Life On The Farm At Kettlethorpe

A Memory of Kettlethorpe.

We moved to Park Farm Kettlethorpe when I was 7. The family at this time was reduced to Mum and Dad, Eileen, Brian, Maureen and Gillian. At first we lived in a semi detatched house at the top of the lane leading down to the Farm. Neighbours were Mr and Mrs Button with daughters Glenys and Susan and Mr and Mrs Sherbourne. Dad was promoted to Farm Forman so we moved down the the main farm house.
This had a small kitchen added on to the main house. In it was a copper over a brick fireplace for washing. Mum had a mangle with large wooden rollers. The washing was washed in the boiling water and had to be lifted out with a large stick and put through the mangle to get the water out and then rinsed and then through the mange again. We had to help with turning the mangle. The clothes were then carried outside the garden and hung on a long clothes line strung between four posts. Clothes props were used to keep the line up to dry it faster. Sheets would be put through the mange again to straighten them before putting away. The hot water from the copper had to be emptied by a bucket and the mangle had to be dried and the rollers loosened and then stored with a cloth between to let them dry.
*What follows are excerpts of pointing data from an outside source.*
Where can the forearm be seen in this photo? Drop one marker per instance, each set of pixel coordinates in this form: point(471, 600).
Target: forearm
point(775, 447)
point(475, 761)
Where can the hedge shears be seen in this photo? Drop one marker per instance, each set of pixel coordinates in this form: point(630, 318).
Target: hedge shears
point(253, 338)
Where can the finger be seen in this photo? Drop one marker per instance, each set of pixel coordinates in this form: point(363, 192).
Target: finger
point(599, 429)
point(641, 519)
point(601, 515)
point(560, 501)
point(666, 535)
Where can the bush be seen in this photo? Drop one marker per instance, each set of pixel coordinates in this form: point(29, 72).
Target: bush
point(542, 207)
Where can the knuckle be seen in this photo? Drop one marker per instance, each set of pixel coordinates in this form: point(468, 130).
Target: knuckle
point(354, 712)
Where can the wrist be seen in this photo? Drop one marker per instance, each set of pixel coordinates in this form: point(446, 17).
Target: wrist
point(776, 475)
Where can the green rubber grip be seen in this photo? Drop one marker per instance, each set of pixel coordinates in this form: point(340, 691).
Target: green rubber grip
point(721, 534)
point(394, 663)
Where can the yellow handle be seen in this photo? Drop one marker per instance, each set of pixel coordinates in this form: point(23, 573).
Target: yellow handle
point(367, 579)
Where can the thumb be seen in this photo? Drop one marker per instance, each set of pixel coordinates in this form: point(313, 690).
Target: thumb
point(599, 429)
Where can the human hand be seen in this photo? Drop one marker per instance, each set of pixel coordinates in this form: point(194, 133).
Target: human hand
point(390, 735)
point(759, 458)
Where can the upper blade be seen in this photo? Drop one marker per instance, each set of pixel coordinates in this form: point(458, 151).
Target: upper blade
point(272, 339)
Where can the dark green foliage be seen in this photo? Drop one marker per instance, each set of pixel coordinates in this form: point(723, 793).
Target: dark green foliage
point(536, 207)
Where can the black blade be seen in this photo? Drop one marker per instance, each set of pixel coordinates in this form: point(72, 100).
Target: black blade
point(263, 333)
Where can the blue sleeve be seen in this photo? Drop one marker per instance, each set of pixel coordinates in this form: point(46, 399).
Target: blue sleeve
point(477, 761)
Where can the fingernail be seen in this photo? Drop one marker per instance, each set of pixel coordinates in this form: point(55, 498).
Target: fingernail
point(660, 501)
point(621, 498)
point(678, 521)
The mangle was then folded down and would become a table top.
We used to get the milk from the three cows that were for milking and each morning and night the milk had to be put through the seperator to extract the cream. Once a week the cream was put into a butter churn. This was a wooden barrel on a stand and it had to be turned by the handle on the side. You knew the cream had turned to butter when you heard a liquid swishing around. Mum would then weigh it into one pound lots and it would be patted into an oblong shape with wooden butter patts.
We used to watch everything that happened on the farm. The milking, the shearing of sheep by hand clippers, killing of the pigs. Well not the actual killing but we were allowed to watch it being cut up by the butcher. It was first put into a large wooden tub of hot water and the hair scrapped off. Then was cut up and we had to carry the bits into the house for Mum to deal with. Washing out the intestines for sausage skins was never a favourite job. We would help with making the sausage and would help deliver the Pigs Fry. This was a plate with a bit of each part, i.e. liver, meat, sausage ect which was traditionally given to each farm worker. The plate had to be returned unwashed, not sure why but that was how it was.
The cows were kept in Crewyards in the winter. Each week a new layer of straw was added to the floor so by the end of winter it was about six feet thick. This was then taken out and put into a 'Muck Heap' to be later spread over the land. Dad always used to have some to plant his potatoes on. Nothing better for vegetables. I can remember growing the following in the Park Farm Garden: Potatoes, brussel sprouts, cabbage, cauliflower, beans runner and broad, strawberries, rasberries, gooseberries, blackcurrants, onions, carrots and beetroot.
We had our first telephone, number Saxilby 272. It was a black one. The living room had a large black fire place with oven. We used to toast bread using a toasting fork...it would catch fire sometimes.. The fire had to be lit each day. Using newspaper, sticks and coal. This would also heat the water. Bath night was Friday night.
The three girls slept in one room and Brians room was a small one off the larger one. Eileen was by this time going out some nights. One night when she came to bed she saw what she thought was a rat running across the floor. She screamed, everyone woke up, dad searched for the rat. Brian was asleep with a smile on his face...and we later learned a Davy Crocket hat under the covers which had some string tied on it....the rat was found.... He also scared Maureen and myself with a rat story. We were playing on top of a haystack having just climbed up a ladder he told us he had seen the biggest rat in the straw. Of course we didnt believe him but right on cue our tomcat put its head out of the straw covering the stack and we couldn't get down the ladder fast enough to the peals of laughter coming from our dear brother.
One thing we used to love to do was kill the mice at threashing time. Threasing was the time for the stacks to be dismantled and the straw put through the threashing machine to extract the grain. As the sheaves were lifted mice would run out and it was our job to kill them with sticks. We would put the bodies in bags in our pockets to give to the cats.
We would spend time bird nesting or fishing with a stick string and bent pin and works for bait. If we used a net we would catch sticklebacks from the streams and would but they always died.  I once kept a baby mouse in a small pot on my dressing table until it died...don't think mum every found it or it would have been gone.
We had to walk up the lane to catch the bus to school in Newton on Trent and had to do it wether raining, snowing or cold. Last bus from Lincoln was 7.00pm except for Wednesday night and Saturday night 9.00pm.
Tough life but I still consider the best way to grow up: Lots of fun and freedom but also responsibilities.